Language quirk - eliminating "to be"

I have an acquaintance who routinely leaves out “to be” from his spoken sentences when it falls before a verb. For example, “The dishwasher needs emptied,” “The dog wants fed,” etc. What’s the deal? Is this some sort of regional oddity, or is he just weird?

It’s a Pennsylvania dialect.

Letting you break people into two groups with a simple question…

Nah, that’s not weird at all. What’s weird is people who feel the need to insert a superfluous “to be” in the middle of a perfectly valid grammatical construction.

Perhaps he’s speaking E-prime. :slight_smile:

That construction is common here in Scotland. It was only when I went to the US that I realised that there was anything unusual about it, and that there it was considered a Pennsylvania quirk.

“Or not. That is the question.”

You win 5 internet dollars!

Let’s just say I completely agree with this poster.

A pretty good rundown. I could’ve sworn it was a more midwest thing, am I thinking of something else?

Do people who speak like that also write like that?

I’m a born and raised Pennsylvanian and I hear it both ways and say it both ways.

I just looked at Bosstone’s links which claim that it’s a western PA thing.
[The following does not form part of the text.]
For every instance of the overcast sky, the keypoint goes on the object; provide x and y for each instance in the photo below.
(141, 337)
I grew up in the Philly suburbs but my dad was from Western PA so maybe that’s where I picked it up.

Come to think of it, when I was younger people more than once asked me if I was from the south because they thought I had a southern accent. That always puzzled me. Maybe it was because I was using dialect I picked up from my father.

Quirk? I didn’t realize it was abnormal until I read this thread. I’ve spent most of my life in northern WV, PA, and MD. Just seemed like the normal way people spoke to me.

I do.

My grandmother’s people were from Pennsylvania and she often used that construction.
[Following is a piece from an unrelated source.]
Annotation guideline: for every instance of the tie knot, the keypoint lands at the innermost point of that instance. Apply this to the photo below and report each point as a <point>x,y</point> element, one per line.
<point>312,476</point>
Well, from an east coast perspective, that’s not so far off, is it? The Pittsburgh area is, I would say, right up against the start of the midwest.

If it’s regional, it’s not confined to Pennsylvania. I was raised in southern California and I was in high school before anyone objected. And it was a friend, not a teacher, who objected.

I fell in with the correction because the alternatives didn’t sound weird to me. And she was so invested in it.

Yale Grammatical Diversity Project

It’s not officially the midwest, but for me it’s not a semantic issue. I mean I thought that this construction was used in large, nonspecific swaths of the midwest, even if I can’t name which ones specifically.

It’s used by some people around the Iowa-Minnesota border, but I was in my 40s before I heard anybody use it. (I grew up in Minneapolis.) Given the Pennsylvania connection, could it be an Amish thing?